For this new Blu-ray Disc release, the original negatives were scanned frame-by-frame in 8K (a whopping 8192 pixels) by FotoKem Labs, using the only scanner capable of that resolution. (MPI claims that it’s the first time a feature film has ever been scanned at that resolution.) The resulting digital file weighed in at a massive 30 terabytes. It was then digitally cleaned of dust, print damage and other age-related defects, and was color-timed to the director’s specifications. The final 1080p Blu-ray version was created from this 8K master.
So how does it look? Quite simply, Baraka is the best looking live action Blu-ray release I have ever seen. It’s truly an extraordinary viewing experience. The detail present in the 2.21:1 aspect ratio image is just astonishing, almost to the level of what you’d experience in reality. It often feels as if you’re actually there on location with the filmmakers. Everywhere you look, the textures and hues are absolutely superb. In the opening shots of Himalayan mountain peaks, you can see every crag and crevasse of rock and snow, not to mention the slight heat shimmer of sunlight as it beats upon the rocks. Images of South American shanty towns reveal every piece of tile and shingle, every smudge of dirt and damp on walls. The vibrant colors of African tribal dresses simply pop off the screen. Perhaps the most astonishing visuals feature the crystal laden ceilings of the Mausoleum of Shah-e-Cheragh in Shiraz, Iran. If your jaw doesn’t drop at as every surface and facet glitters with reflected light, you’ve become too jaded. The eye candy in Baraka beats any CG creation Hollywood can produce by a wide margin. The disc is impressive sonically as well, with 5.1 surround audio available in 96kHz/24-bit DTS-HD Master Audio. Again, there’s no dialogue other than the occasional bit of chanting, so a mixture of environmental sounds and atmospheric music envelopes you at all times, reinforcing the hypnotic experience of the images. The clarity and staging are exquisite, with abundant bass. An excellent Dolby Digital 5.1 mix is also available.

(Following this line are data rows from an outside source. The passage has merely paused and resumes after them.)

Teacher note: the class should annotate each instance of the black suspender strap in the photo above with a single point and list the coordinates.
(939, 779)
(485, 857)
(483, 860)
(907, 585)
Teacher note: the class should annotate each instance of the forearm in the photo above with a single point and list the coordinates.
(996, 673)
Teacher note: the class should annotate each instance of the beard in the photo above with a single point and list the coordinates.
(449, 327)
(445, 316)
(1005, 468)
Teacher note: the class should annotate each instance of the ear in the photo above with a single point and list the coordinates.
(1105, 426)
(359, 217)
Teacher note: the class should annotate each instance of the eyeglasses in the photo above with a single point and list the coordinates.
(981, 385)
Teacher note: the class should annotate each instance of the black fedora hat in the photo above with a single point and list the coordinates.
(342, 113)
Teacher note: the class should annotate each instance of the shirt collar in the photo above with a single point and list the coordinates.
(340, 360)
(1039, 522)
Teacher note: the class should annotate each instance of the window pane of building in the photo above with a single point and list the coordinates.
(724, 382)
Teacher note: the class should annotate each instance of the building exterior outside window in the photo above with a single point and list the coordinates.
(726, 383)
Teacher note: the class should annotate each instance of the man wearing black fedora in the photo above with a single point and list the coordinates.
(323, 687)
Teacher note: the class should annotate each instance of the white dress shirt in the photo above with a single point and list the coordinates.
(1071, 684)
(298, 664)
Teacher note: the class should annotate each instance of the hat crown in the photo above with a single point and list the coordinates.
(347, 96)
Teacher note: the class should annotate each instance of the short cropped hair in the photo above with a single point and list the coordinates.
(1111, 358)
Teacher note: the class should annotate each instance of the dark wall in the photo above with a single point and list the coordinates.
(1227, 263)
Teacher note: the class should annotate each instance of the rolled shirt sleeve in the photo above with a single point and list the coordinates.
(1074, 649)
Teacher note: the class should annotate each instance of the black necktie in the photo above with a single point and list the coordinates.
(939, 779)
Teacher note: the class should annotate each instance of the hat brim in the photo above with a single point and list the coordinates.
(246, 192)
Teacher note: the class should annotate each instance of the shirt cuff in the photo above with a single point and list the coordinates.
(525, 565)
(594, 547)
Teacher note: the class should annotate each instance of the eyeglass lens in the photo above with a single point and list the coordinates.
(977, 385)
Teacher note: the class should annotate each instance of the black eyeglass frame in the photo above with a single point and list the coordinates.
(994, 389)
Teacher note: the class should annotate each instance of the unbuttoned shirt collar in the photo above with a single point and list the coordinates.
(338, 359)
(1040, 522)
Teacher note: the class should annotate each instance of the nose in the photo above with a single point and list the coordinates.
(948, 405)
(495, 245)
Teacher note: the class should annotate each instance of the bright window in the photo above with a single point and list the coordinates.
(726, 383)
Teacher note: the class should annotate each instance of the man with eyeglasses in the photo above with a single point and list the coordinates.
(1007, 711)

This is a single-disc, BD-50 release, but there are a couple interesting special features. Included on the disc are two featurettes, which together run nearly 80 minutes in all. The first, Baraka: A Closer Look, is a nearly feature-length documentary that examines virtually every aspect of the film and its production. The other, Baraka: Restoration, offers a fascinating look at the scanning process and the creation of the 8K digital master. Both featurettes, I should note, were available on the previous DVD release as well, but they’re presented here for the first time in full HD resolution. The only thing that isn’t here, that I would really have appreciated, is some kind of subtitle text option that tells you what you’re looking at as the film plays. I know that’s probably contrary to the spirit of the film itself, but I think viewers might find it helpful, especially those who don’t have time to watch A Closer Look. Still, it’s a very small complaint.
I was really blown away by this film when I first saw it in theatres more than fifteen years ago, and I’m even more impressed now, after viewing it again on this disc. Simply put, MPI’s Blu-ray release of Baraka is a landmark achievement for the format. It belongs in the collection of every Blu-ray fan – something to play when you really want to dazzle your family and friends with the format’s capabilities. This disc will ensure the film’s legacy for years to come, and should expose a whole new audience to its delights. A sequel, entitled Samsara, is apparently set to be released next year. In the meantime, if you buy no other Blu-ray release this holiday season, make sure you get this one.